Could you try if memory allocation works by enabling the gpu_options.allow_growth option?

config = tf.ConfigProto()
config.gpu_options.allow_growth = True

session = tf.Session(config=config, ...)

Please let us know the result.
Thanks.

vellamike · February 28, 2018, 10:05am

@AastaLLL this appears to fix the problem! My understanding is that the allow_growth option increases graphics memory dynamically and as needed, rather than mapping all the available GPU memory to the tensorflow process. What is the original cause of the problem and what is the reason that this is solving the issue?

AastaLLL · March 1, 2018, 7:32am

Hi,

Per Tensor RT documentation:
------
by default it will try to allocate all the available GPU memory.
------

On fresh boot the available memory will be very high (6.2 GB).
On iGPU environment, such a huge memory allocation will fail in general as host and GPU share the same memory.
The workaround restrict the amount of memory allocation hence it passes.

Thanks.

RichieA · March 15, 2018, 8:21am

Hello;

which file do i edit so I can enable the gpu_options.allow_growth ?
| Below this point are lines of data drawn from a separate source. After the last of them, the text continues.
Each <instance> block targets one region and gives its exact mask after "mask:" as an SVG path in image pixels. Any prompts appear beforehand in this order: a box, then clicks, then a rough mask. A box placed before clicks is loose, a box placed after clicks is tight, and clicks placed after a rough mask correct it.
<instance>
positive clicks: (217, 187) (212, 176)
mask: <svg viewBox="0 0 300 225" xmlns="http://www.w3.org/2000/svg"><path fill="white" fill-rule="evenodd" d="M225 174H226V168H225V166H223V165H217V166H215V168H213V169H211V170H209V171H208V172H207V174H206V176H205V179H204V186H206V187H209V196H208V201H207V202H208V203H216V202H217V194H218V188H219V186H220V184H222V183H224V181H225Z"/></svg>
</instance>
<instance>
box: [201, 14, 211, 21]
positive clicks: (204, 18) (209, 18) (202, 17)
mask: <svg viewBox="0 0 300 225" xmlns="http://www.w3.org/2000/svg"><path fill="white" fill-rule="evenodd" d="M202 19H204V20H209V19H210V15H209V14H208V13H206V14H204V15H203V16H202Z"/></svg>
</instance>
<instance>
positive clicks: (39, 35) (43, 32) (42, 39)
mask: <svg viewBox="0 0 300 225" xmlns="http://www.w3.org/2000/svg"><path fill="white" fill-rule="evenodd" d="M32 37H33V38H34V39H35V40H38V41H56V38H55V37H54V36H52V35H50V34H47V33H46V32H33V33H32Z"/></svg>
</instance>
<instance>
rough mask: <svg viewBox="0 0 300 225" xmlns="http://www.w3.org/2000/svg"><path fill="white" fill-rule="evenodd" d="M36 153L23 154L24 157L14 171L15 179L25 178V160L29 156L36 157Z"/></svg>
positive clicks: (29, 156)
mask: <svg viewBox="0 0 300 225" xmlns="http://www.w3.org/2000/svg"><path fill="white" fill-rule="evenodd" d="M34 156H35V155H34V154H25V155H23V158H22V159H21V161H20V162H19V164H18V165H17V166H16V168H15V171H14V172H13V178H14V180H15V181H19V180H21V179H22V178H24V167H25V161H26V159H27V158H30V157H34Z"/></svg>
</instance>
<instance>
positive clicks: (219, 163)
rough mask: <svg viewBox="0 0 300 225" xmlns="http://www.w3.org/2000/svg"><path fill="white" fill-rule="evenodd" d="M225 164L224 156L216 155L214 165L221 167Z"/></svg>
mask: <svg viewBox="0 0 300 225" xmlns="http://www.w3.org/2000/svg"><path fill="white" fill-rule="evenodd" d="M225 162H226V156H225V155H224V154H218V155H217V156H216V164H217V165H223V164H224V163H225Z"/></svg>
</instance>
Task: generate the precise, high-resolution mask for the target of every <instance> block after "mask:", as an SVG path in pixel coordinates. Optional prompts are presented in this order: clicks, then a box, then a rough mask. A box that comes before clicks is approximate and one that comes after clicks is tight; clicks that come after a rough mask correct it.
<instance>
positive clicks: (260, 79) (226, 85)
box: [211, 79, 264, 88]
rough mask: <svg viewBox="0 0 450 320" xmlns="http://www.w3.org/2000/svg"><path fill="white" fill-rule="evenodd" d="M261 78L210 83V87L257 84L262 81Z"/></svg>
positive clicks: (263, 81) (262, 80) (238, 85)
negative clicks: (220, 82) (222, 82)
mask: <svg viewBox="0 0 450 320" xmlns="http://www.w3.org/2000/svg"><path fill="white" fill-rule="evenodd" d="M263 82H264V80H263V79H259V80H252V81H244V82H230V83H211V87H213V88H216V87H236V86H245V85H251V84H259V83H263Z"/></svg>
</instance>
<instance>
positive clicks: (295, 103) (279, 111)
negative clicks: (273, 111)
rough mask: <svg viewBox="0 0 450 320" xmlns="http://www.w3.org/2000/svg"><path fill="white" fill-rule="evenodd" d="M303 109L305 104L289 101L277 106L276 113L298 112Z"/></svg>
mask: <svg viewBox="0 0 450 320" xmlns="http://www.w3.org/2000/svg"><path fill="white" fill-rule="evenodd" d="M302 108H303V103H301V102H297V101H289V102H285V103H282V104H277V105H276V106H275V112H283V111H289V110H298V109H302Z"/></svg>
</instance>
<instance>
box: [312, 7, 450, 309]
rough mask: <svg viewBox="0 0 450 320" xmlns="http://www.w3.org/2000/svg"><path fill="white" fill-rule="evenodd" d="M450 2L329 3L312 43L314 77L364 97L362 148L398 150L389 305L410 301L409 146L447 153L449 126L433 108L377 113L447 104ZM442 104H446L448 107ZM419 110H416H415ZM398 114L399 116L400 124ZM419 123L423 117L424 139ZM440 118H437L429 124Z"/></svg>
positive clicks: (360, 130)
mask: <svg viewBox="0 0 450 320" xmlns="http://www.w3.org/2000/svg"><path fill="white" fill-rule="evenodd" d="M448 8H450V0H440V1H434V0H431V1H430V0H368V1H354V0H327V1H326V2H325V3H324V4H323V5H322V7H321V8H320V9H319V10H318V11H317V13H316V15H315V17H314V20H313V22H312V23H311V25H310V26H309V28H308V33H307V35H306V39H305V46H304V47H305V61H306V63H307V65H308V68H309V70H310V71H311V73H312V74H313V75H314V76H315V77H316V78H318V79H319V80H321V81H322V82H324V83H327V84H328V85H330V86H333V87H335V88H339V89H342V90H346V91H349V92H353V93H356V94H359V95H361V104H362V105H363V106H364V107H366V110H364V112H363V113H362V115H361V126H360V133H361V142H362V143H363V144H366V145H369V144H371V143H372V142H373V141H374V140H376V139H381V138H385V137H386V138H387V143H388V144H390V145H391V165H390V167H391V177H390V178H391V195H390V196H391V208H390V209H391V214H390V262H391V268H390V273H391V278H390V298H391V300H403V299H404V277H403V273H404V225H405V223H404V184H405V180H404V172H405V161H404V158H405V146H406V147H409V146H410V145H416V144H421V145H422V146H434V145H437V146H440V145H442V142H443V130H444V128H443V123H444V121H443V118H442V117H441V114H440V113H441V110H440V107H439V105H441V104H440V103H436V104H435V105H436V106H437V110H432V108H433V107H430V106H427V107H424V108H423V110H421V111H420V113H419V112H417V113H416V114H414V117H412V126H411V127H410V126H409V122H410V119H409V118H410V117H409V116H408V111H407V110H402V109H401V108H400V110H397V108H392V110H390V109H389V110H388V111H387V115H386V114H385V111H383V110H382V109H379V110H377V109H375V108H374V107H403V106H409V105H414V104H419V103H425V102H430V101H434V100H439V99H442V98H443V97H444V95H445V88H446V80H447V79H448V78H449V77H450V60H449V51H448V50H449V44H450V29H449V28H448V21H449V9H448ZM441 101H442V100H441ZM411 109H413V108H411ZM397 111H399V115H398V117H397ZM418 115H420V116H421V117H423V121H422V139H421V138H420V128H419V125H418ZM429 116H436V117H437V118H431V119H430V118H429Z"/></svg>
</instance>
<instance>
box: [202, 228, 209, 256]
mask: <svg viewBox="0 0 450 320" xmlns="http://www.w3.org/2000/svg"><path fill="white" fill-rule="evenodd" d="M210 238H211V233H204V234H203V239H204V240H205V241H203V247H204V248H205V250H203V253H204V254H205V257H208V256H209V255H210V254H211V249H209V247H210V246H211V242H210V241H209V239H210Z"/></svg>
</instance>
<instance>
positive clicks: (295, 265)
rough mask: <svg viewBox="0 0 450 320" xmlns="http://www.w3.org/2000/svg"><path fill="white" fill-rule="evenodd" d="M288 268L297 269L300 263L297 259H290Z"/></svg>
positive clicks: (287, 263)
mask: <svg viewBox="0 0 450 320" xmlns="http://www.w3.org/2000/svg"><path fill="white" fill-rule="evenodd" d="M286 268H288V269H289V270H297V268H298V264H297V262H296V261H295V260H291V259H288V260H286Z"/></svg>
vellamike · March 15, 2018, 9:24am

@RichieA You make this change in your tensorflow script not in any file in particular:

config = tf.ConfigProto()
config.gpu_options.allow_growth = True
session = tf.Session(config=config, ...)

RichieA · March 16, 2018, 4:52am

Ah thank you! This fixed my issue too!

dasoto · May 12, 2018, 7:35pm

Any ide of how to apply the config.gpuoptions.allow_growth = True on tensorflow C API? I have the same problem trying to make an inference on C.